My Polynomial is $f(x)=14315.7-14158.8x+4668.3x^2-513x^3$

$\Rightarrow F_c(x)=14315.7-14158.8x+4668.3x^2-513x^3+c$

I begin by defining my functions in Mathematica:

```
f[x_] := 14315.7 - 14158.8 x + 4668.3 x^2 - 513 x^3
F[c_][x_] := f[x] + c
```

I next solve for super attractive points and test if the point is fixed:

`Solve[f'[x] == 0, x]`

Which gives us the output {{x -> 3.}, {x -> 3.06667}}, which we test with

```
f[3];
f[3.0666666666666753`];
```

The output of $f(3)=3$, but $ f(3.0666666666666753)\neq 3.0666666666666753$,

and so we have $3$ as a super-attractive fixed point when $c=0$.

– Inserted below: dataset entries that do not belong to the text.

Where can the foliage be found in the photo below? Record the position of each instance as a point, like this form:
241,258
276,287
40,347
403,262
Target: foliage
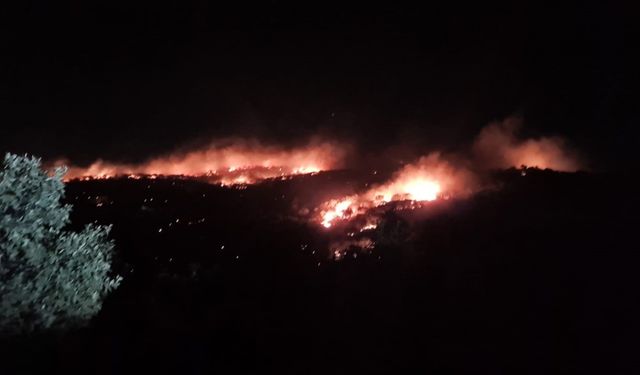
49,278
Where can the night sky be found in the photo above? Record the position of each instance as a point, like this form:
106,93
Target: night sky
125,82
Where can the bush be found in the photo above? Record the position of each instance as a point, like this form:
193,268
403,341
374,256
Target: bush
49,278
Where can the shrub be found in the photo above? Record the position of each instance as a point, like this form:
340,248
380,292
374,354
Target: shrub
49,278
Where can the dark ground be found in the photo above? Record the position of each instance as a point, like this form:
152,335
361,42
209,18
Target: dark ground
537,277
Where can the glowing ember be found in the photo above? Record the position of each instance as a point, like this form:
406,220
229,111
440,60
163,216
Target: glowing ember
429,179
242,162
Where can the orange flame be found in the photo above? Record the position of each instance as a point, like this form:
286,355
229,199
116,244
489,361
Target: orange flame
242,162
428,179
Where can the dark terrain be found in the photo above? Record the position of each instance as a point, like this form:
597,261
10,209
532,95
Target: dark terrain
538,276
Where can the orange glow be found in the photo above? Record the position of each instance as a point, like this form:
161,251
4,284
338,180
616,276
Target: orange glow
428,179
242,162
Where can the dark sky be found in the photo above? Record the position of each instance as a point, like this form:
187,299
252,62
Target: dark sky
89,79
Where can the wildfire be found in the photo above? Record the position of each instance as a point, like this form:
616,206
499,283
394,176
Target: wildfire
239,163
427,180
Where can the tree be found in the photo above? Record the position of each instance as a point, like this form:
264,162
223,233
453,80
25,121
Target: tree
50,278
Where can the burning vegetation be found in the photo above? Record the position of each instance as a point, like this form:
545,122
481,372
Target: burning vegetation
352,219
234,163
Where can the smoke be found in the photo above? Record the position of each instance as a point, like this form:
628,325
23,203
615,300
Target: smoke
497,146
229,161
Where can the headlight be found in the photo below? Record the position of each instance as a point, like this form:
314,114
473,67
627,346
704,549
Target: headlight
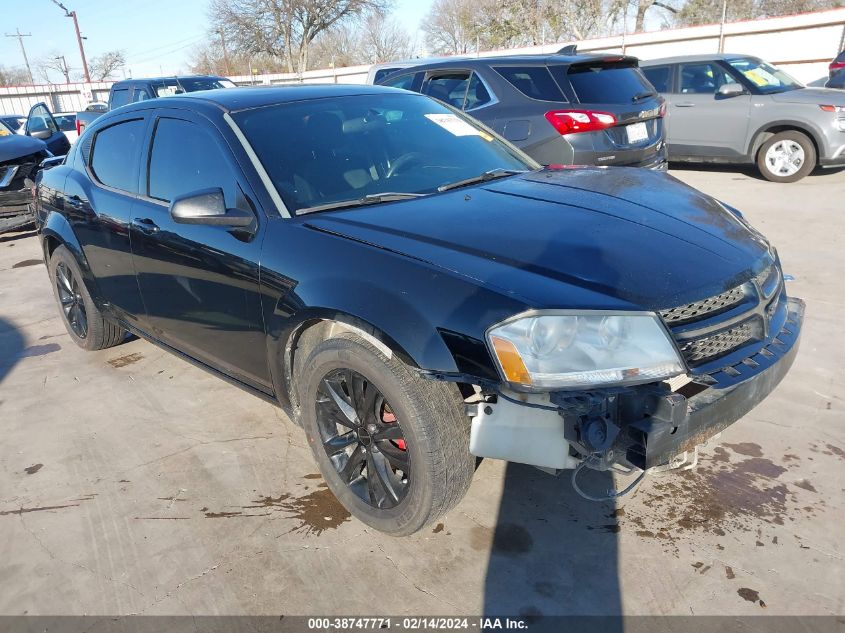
585,349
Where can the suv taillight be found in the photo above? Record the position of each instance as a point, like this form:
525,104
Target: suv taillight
572,121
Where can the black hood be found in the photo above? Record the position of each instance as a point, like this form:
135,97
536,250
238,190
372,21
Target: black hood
16,146
640,237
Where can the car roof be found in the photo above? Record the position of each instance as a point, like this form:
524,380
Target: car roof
166,78
469,62
701,57
234,99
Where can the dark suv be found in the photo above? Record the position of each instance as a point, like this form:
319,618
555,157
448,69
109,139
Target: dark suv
559,109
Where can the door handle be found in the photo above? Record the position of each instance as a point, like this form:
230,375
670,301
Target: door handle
145,225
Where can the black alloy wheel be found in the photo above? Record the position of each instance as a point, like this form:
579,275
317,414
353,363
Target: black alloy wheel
363,439
73,305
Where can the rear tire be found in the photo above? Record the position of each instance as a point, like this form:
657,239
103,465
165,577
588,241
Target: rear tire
85,324
786,157
427,415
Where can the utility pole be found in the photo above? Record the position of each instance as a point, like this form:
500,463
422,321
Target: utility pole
72,14
225,52
20,37
65,69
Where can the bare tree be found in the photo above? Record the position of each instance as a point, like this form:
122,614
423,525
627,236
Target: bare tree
13,76
383,39
284,28
103,66
451,27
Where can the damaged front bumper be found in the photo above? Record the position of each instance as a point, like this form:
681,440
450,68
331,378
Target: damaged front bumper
639,427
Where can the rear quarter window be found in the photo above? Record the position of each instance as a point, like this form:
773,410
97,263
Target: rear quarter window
114,158
603,83
660,77
534,82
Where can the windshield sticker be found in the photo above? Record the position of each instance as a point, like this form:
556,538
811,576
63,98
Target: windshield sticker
452,124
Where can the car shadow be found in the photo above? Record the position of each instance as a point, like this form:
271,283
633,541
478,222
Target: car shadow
554,553
11,346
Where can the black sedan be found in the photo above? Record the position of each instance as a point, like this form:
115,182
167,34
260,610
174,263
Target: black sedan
413,290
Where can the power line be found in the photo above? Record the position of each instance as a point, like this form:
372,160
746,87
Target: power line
20,37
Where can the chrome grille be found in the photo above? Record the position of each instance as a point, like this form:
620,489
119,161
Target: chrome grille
698,309
709,347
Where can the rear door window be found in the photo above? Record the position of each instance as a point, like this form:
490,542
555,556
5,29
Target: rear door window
408,81
604,83
534,82
703,78
119,97
114,158
449,88
660,77
477,93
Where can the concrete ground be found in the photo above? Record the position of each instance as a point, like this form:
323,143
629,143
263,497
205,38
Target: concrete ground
132,482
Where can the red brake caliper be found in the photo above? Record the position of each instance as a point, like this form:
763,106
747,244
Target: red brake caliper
388,417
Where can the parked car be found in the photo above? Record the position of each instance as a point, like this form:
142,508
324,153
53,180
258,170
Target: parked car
13,121
20,157
67,124
380,71
132,90
41,124
413,289
559,109
837,64
837,80
740,109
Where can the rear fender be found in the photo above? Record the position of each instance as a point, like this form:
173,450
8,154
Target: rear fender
56,232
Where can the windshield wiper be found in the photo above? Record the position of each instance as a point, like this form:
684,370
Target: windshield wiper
491,174
643,95
372,198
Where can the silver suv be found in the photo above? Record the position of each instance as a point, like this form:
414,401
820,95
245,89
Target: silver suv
739,109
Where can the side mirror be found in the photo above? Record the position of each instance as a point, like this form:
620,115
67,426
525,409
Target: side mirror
208,206
730,90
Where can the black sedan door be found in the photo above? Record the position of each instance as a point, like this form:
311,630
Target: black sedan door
199,283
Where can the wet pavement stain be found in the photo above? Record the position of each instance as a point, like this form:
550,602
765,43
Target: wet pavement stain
751,596
719,497
317,512
750,449
123,361
28,262
806,485
40,350
511,539
39,509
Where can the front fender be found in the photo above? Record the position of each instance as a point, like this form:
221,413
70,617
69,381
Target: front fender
56,231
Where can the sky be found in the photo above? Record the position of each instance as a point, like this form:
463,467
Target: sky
157,36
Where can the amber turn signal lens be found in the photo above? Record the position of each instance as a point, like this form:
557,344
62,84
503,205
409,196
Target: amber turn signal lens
512,365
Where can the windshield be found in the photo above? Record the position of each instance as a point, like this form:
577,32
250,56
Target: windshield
174,86
319,152
765,77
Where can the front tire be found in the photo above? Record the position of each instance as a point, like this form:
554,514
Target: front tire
393,447
84,322
786,157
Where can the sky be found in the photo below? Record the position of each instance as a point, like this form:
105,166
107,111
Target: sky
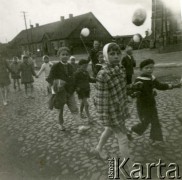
115,15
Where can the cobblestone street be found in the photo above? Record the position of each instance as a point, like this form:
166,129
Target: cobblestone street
33,148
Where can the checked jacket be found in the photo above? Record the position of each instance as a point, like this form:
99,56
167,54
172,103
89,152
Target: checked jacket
111,96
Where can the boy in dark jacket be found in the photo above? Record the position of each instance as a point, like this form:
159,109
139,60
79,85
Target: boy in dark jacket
64,71
82,80
129,63
146,104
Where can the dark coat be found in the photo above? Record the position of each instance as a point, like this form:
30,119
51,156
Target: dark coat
4,73
82,80
128,63
65,73
147,93
27,72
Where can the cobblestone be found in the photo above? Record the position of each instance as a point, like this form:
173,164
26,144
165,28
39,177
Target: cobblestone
31,143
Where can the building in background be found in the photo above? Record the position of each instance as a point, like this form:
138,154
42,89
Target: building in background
166,25
46,39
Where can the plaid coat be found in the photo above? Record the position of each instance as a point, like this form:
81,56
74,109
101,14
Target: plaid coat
111,97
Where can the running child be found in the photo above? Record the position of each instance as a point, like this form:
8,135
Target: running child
146,104
82,80
27,73
46,67
15,66
111,101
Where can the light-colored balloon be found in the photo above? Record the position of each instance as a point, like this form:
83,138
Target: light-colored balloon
85,32
136,38
139,16
149,32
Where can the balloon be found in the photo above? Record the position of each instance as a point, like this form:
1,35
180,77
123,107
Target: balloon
85,32
136,38
139,16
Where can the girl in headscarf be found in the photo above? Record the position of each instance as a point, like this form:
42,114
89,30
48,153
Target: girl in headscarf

Next, we seek to find a value of $c$ such that $F_c(x)$ has a super attractive orbit of period $2$.

We already know $3$ is a super attractive point for $F$, so we again turn to mathematica, define our twice iterated function, and solve for a c which produces the required behavior:

```
FF[c_][x_] = Nest[F[c], x, 2];
Solve[FF[c][3] == 3, c]
```

Which gives out the output {{c -> -0.0167032}, {c -> 0.}, {c -> 0.116703}}.

We already know the solution for $c=0$ corresponds to the fixed point solution, so we need only test the behavior of the two non-zero solutions.

```
NestList[F[-0.01670320638112171`], 3, 4]
NestList[F[0.11670320634838026`], 3, 4]
```

Which produces the outputs {3, 2.9833, 3., 2.9833, 3.} and {3, 3.1167, 3., 3.1167, 3.} respectively. These are both cycles of period $2$, and in both cases $F'_c(3)$=0, so $c=-0.01670320638112171$ and $c=0.11670320634838026$ are super-attractive orbits of period $2$.